Tanpa sekolah tatap muka, anak berpotensi menjadi korban kekerasan rumah tangga yang tidak terdeteksi guru. juga akan merembes kedapa perekonomian, karna Keterbatasan gawai dan kuota internet sebagai fasilitas penunjang belajar daring.
menurut saya kegiatan belajar tatap muka di kelas menghasilkan pencapaian akademik lebih baik ketimbang Pembelajaran Jarak Jauh.karna potensinya Anak akan kurang bersosialisasi dengan orang disekitar.
Hari ini banyak masyarakat bukan mengeluh hanya di karenakan perekonomian menurun, bukan hanya anak sekolah yang mengeluh karna tidak dapat bertatap muka dengan teman-temannya.
Banyak pun masyarakat yang mengelu dikarenakan beberapa rumah sakit tidak memberikan pelayanan yang baik, Di masa pandemi.
Karna pandemi covid-19 hari ini menjadi sumber bisnis baru bagi Rumah Sakit.
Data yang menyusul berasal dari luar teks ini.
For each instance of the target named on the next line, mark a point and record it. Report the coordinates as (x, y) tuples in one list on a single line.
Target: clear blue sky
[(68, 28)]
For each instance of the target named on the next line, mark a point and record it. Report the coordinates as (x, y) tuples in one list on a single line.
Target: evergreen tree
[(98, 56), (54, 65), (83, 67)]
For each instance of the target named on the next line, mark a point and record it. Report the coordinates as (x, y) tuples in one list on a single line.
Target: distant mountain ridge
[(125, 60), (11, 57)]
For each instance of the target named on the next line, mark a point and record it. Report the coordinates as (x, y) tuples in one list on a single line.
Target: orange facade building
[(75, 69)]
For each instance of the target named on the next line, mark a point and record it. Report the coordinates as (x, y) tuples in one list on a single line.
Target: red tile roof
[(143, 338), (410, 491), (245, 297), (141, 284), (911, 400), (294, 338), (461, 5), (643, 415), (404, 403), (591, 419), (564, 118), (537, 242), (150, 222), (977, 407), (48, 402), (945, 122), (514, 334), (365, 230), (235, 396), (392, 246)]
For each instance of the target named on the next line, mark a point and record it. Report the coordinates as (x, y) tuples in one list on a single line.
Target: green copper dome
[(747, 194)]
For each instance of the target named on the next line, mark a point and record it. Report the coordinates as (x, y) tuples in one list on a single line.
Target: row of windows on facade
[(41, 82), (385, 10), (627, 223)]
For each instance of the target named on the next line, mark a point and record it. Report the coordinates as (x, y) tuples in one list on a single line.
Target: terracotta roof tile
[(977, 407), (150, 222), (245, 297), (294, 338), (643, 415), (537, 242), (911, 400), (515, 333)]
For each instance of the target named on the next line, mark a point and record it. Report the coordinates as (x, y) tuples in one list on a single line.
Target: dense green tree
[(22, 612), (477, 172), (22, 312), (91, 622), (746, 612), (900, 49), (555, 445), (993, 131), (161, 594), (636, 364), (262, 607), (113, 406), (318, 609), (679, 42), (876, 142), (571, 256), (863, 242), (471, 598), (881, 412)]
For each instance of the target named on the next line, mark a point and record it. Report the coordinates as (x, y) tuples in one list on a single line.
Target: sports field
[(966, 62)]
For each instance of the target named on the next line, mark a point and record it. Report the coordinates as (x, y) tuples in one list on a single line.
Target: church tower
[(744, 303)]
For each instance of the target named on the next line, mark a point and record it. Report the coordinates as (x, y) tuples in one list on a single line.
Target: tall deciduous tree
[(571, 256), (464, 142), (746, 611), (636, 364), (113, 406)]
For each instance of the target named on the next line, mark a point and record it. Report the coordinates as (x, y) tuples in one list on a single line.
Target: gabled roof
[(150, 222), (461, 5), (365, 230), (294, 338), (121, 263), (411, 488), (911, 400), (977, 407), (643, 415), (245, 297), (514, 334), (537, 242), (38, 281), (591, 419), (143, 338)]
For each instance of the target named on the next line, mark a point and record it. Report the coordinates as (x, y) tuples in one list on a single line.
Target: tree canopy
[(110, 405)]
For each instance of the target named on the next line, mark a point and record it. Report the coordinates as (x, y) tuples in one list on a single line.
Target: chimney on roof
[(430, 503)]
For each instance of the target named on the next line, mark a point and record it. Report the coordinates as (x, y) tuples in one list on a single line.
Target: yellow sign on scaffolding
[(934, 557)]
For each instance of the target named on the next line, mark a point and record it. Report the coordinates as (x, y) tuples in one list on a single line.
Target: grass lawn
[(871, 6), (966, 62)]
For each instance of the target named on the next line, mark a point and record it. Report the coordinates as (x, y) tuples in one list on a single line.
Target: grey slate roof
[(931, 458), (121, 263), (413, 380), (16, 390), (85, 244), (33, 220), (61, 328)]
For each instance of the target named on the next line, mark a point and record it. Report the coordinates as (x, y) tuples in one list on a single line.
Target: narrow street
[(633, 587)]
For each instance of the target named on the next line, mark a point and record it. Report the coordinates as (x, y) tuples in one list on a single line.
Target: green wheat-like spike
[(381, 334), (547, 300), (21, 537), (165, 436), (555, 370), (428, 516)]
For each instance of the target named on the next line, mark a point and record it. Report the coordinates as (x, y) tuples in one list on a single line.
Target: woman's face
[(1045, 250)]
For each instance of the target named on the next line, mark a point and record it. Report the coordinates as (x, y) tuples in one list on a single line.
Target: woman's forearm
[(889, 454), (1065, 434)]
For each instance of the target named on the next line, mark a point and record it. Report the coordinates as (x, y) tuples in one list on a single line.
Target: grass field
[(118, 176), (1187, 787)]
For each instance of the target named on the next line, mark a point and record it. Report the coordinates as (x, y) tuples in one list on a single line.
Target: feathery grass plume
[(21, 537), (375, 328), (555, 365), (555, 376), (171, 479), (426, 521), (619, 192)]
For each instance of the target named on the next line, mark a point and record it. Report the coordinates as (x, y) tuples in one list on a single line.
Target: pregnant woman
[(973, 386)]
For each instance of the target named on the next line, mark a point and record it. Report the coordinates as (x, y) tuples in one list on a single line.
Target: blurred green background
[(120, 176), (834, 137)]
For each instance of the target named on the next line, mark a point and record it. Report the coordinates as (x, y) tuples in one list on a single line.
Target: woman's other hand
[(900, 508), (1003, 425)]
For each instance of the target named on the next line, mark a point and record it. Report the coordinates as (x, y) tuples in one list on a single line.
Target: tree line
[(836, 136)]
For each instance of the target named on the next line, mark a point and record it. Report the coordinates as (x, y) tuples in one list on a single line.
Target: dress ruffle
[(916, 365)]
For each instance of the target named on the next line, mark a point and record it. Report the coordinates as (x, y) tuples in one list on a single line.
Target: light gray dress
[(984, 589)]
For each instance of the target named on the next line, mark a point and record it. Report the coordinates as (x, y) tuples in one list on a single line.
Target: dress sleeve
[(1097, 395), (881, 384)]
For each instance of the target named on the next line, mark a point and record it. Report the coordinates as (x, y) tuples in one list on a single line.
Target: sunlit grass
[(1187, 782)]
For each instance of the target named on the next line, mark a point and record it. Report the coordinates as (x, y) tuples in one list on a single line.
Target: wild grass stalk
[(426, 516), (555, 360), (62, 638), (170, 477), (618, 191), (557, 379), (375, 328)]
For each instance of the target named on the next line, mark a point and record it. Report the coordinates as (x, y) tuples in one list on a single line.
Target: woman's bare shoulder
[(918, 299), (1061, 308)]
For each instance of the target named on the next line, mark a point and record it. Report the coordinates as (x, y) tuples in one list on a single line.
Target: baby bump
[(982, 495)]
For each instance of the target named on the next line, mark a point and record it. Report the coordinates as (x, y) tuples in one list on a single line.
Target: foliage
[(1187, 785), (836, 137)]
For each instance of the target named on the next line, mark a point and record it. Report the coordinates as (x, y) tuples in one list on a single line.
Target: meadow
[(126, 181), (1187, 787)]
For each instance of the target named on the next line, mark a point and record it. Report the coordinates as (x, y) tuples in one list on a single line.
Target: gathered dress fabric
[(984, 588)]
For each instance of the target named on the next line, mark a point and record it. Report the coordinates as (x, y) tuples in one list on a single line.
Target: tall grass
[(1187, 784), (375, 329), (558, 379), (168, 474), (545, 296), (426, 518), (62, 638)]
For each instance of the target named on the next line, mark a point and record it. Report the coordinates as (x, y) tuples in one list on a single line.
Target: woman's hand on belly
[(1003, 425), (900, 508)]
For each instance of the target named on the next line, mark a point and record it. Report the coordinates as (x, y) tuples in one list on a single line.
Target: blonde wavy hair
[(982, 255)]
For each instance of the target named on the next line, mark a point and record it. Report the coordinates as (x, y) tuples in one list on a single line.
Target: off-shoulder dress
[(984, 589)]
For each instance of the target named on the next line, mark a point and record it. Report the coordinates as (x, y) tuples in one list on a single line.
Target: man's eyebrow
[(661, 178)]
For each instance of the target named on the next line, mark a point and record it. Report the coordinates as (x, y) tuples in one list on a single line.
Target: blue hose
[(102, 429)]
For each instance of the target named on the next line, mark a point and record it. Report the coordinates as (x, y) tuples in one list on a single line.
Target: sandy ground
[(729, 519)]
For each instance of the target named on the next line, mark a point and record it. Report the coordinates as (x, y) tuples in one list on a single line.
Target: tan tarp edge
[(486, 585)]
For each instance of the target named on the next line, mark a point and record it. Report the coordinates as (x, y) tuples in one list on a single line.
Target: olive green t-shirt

Salah satu modus yang dilakukan yakni dengan meng-Covid-kan orang sakit yang sesungguhnya tidak terkena Covid-19.Atau dengan lain, mengubah data pasien dari negative covid-19 menjadi positif covid-19.
Modus ini dilakukan beberapa rumah sakit demi meraup keuntungan dari dana pertanggungjawaban BPJS Kesehatan. Padahal alokasi anggaran untuk mengatasi covid-19 ini sangat cukup.
Namun sayangnya, dalam prakteknya masih ada rumah sakit yang memanipulasi data pasien covid ini. Sejak kuartal 3 tahun anggaran 2020 sampai sekarang masih banyak rumah sakit yang main-main dalam menginput data pasien. Pasien negative dimasukkan positive agar rumah sakit bisa langsung melakukan tagihan ke BPJS.
Maka dari itu banyak masyarakat yang takut untuk berobat ke rumah sakit karna mendengar isu yang beredar bahwa beberapa rumah sakit melakukan indikasi manipulasi data COVID- 19.